Methods: Ovalbumin (OVA)-induced allergic asthma murine model was established with wild type and ALCAM knockout mice. Airway hyperresponsiveness, inflammatory cell count, histology, cytokine level, and serum antibodies were measured and analysed. To investigate the therapeutic effect of ALCAM, either control or ALCAM antibody was administrated intranasally 30 min before challenging OVA or PBS. T cell-DC co-culture was conducted with CD3+CD4+ T cell and irradiated CD11b+CD11c+ DC from splenocytes of OVA sensitized mice, and proliferation was measured with CCK-8. The Level of ALCAM in sputum and serum of asthma patients and control subjects were quantified with ELISA.

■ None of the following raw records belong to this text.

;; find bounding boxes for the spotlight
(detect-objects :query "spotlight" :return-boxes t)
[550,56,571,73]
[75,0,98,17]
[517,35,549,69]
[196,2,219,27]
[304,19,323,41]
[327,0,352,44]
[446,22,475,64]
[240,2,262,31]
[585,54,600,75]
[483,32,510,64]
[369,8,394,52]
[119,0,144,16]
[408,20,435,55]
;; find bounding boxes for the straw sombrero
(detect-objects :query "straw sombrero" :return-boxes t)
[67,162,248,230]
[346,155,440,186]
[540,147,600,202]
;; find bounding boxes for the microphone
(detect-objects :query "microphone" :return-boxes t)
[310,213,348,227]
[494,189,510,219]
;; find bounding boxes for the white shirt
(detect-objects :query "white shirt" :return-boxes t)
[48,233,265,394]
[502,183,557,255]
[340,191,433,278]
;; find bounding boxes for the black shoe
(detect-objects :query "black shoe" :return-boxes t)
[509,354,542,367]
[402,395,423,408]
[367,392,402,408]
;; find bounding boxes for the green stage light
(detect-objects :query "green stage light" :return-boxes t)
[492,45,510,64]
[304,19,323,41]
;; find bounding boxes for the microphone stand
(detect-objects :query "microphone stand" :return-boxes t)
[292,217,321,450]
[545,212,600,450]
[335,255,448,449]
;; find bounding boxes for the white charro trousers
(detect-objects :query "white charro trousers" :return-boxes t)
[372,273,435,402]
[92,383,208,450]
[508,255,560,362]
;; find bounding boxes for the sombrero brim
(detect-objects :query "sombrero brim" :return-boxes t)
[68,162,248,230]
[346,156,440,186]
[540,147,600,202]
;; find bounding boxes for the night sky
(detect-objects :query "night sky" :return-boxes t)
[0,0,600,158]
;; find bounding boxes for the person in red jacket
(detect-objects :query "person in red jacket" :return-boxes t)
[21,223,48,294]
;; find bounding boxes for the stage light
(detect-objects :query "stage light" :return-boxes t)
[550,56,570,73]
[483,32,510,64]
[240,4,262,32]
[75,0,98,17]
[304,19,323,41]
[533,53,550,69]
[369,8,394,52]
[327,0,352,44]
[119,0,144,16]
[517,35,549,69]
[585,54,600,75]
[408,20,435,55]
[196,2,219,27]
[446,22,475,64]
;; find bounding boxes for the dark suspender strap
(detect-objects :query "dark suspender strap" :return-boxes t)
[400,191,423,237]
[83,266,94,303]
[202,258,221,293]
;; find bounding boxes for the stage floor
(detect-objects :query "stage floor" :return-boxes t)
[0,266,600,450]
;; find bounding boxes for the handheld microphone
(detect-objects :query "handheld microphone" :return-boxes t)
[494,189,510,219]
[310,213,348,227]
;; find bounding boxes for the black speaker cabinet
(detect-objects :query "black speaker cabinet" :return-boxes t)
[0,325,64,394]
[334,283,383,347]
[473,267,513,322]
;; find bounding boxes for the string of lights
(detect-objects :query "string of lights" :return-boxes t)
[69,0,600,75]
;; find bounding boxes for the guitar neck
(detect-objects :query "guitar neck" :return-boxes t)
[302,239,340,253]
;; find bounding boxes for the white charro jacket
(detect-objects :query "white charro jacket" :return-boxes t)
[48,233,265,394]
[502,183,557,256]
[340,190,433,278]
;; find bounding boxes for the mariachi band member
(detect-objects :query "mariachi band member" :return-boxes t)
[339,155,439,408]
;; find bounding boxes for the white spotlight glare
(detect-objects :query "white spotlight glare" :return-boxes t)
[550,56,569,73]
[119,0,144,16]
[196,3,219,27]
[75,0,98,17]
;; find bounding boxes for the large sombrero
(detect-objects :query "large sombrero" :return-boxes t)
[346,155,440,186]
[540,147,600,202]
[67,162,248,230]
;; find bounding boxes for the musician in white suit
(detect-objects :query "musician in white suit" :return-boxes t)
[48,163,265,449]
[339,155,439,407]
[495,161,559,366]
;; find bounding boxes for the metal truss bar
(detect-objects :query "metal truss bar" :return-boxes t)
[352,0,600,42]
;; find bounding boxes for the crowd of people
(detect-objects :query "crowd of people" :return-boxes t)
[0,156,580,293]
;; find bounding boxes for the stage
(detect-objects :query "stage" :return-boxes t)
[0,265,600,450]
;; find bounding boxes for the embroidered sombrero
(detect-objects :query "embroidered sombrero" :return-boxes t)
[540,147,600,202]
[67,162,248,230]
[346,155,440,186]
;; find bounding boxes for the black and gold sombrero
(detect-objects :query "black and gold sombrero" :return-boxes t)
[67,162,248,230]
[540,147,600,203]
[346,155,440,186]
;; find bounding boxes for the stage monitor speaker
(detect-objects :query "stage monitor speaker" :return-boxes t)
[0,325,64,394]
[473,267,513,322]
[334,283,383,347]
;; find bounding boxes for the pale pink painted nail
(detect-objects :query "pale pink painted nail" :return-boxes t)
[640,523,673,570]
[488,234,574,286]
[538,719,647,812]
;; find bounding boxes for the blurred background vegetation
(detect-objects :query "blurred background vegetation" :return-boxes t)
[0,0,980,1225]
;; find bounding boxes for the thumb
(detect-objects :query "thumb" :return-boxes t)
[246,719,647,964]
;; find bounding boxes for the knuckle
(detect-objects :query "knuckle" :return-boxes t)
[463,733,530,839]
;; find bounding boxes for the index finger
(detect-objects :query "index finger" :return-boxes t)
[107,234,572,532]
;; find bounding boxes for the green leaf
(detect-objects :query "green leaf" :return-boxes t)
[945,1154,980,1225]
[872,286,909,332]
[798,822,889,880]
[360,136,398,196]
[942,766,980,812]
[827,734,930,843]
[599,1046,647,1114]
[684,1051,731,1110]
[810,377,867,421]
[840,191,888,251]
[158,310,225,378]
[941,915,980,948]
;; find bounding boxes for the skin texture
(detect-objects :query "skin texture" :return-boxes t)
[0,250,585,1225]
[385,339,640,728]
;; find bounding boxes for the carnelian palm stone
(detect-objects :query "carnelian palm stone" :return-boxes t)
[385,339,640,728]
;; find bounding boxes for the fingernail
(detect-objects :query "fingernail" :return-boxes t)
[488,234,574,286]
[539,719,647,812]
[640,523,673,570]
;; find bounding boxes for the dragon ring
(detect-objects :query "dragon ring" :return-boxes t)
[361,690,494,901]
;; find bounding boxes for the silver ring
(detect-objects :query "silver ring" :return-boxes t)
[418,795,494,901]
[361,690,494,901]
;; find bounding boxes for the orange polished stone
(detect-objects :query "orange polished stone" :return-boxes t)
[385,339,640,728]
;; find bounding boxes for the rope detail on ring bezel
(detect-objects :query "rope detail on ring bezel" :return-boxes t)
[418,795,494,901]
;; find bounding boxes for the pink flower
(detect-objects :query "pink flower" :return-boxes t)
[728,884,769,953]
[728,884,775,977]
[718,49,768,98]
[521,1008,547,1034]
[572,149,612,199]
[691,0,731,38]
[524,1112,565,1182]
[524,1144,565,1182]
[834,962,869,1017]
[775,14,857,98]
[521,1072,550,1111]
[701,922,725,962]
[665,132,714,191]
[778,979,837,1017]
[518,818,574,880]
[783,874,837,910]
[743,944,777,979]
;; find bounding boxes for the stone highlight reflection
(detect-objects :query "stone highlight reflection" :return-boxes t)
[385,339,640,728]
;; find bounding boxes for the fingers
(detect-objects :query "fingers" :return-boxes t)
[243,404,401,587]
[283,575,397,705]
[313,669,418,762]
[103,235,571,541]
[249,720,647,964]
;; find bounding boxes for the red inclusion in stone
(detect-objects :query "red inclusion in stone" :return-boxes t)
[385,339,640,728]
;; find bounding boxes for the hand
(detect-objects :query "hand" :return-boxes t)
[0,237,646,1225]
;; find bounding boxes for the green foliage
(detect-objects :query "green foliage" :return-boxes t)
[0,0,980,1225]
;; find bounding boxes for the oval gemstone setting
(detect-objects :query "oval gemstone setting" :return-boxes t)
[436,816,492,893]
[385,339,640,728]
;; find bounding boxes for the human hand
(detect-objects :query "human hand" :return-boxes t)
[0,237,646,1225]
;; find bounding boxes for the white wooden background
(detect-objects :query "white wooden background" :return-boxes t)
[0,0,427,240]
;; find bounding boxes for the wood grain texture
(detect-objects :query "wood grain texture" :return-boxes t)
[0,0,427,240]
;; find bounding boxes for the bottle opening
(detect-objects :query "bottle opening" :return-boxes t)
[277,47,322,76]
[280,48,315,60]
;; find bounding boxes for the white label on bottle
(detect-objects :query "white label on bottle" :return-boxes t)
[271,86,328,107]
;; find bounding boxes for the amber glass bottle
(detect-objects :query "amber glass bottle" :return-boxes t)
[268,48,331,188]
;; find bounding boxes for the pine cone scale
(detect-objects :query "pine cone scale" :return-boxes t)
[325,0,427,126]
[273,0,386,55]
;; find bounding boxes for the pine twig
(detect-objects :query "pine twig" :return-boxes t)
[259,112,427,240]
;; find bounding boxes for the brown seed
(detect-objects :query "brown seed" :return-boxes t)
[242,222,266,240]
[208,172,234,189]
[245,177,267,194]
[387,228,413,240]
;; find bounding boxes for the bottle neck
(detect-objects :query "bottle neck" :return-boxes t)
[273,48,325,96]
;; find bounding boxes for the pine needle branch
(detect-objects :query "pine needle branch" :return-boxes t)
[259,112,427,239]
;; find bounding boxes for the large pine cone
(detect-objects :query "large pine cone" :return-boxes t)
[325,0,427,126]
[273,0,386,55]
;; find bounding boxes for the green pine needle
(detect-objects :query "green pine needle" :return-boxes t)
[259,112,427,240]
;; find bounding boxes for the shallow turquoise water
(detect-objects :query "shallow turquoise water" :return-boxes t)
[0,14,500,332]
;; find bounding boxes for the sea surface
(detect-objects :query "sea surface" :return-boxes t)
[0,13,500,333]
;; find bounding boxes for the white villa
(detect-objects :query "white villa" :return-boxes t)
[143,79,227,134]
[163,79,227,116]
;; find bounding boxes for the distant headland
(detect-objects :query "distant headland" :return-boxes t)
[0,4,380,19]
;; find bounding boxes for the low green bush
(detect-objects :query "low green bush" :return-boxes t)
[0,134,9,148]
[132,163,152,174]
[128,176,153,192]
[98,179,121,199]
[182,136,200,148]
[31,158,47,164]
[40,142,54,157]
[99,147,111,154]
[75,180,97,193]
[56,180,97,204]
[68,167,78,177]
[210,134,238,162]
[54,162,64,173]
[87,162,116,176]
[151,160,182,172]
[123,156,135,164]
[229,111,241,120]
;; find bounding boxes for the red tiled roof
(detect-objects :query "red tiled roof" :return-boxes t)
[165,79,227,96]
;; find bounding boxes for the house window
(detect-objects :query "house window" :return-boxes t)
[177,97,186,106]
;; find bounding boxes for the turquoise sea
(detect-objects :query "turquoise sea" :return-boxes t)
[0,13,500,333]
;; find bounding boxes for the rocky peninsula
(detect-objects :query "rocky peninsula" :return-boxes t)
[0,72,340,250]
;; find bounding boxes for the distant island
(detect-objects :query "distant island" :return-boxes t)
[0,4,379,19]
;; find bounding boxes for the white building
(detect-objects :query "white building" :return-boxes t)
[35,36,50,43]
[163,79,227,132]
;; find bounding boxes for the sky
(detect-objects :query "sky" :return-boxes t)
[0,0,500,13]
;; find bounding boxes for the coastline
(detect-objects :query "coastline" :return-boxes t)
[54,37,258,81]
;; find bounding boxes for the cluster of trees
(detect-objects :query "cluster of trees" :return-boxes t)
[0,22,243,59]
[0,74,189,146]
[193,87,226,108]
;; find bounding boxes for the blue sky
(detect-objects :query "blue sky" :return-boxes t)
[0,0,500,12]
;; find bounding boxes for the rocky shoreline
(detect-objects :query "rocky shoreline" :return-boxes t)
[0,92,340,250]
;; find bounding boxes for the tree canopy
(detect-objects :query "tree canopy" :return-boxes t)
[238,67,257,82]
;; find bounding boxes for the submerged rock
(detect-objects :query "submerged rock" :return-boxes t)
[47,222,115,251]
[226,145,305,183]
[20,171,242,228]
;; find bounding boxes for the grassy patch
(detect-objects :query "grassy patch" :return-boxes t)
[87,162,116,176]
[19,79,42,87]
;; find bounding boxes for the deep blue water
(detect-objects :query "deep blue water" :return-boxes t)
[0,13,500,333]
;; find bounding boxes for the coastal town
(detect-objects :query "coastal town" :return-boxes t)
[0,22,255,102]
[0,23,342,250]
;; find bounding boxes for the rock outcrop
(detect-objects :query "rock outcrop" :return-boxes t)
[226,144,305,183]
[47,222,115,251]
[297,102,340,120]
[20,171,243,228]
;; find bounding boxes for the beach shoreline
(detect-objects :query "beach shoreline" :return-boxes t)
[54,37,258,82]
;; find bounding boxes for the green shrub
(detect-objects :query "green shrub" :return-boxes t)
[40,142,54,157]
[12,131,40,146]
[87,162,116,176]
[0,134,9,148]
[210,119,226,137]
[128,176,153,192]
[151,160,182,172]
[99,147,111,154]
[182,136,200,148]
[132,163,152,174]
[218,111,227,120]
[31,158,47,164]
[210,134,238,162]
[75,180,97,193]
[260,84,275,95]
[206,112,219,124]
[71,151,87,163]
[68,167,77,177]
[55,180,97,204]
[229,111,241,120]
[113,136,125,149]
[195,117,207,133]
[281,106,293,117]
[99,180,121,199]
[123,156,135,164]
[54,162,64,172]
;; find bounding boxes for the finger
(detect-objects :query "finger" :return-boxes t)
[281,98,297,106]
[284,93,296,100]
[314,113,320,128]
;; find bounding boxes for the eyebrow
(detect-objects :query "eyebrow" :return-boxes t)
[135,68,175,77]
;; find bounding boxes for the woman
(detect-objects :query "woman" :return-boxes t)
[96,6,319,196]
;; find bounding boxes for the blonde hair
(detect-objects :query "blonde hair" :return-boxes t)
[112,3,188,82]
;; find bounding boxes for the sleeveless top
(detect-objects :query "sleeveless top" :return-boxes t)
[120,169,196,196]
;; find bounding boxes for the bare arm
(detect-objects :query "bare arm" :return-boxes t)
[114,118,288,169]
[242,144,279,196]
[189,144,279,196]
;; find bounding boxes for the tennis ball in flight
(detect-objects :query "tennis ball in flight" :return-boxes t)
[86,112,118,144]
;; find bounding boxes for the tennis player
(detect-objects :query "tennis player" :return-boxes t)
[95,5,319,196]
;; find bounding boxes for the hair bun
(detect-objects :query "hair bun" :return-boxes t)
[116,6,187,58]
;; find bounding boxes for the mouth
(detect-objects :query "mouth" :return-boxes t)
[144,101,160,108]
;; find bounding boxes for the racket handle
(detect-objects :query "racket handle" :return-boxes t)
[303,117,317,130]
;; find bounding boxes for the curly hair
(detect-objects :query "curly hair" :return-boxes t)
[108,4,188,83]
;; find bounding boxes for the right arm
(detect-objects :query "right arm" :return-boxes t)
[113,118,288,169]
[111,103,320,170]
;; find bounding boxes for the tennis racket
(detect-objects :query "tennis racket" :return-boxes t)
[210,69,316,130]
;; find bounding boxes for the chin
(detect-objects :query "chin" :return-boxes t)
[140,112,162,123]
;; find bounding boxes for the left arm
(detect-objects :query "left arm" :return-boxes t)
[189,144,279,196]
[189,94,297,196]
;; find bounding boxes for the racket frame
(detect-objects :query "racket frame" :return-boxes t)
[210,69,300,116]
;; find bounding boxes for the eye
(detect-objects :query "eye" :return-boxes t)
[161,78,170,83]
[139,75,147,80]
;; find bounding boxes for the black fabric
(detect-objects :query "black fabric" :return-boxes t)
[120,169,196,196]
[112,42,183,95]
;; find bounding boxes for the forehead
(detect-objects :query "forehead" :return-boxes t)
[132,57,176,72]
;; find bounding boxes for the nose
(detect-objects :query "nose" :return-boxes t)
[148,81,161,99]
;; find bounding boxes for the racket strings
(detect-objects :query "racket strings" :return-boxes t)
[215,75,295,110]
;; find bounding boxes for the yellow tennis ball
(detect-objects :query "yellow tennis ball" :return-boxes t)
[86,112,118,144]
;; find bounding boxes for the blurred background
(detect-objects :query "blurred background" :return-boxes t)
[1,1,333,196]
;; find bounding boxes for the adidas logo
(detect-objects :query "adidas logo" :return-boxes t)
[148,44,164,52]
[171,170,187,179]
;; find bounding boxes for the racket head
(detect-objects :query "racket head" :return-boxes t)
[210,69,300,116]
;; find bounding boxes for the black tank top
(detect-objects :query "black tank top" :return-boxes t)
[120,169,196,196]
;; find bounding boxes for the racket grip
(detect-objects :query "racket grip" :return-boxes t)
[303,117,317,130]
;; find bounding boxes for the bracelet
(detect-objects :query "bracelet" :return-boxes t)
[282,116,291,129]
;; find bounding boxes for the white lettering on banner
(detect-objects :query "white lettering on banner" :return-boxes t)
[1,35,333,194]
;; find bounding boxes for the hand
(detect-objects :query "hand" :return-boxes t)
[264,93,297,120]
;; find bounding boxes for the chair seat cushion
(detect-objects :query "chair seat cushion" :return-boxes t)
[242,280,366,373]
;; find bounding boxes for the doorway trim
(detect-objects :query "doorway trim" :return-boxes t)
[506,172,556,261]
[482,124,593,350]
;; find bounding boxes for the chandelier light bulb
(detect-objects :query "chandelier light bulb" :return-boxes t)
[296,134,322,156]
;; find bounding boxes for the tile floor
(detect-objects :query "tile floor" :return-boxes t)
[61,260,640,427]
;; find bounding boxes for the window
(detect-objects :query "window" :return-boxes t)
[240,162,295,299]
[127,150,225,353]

Result: The level of ALCAM was increased in the bronchial alveolar lavage fluid (BALF) and serum of OVA treated group. ALCAM knockout mice showed diminished inflammatory response compare to the wild type mice. And, in the co-culture experiment, T cells co-cultured with ALCAM‾/‾ DC showed lower proliferation rate than the T cell co-cultured with ALCAM+/+ DC. Human data also showed higher ALCAM level in the sputum and serum of asthma patients than control subjects.
Conclusion: ALCAM has critical role in the pathgenesis of OVA-induced allergic asthma in murine model having an effect on T cell activation and proliferation. Furthermore ALCAM could be used as a biomarker and therapeutic target for asthmatic disease.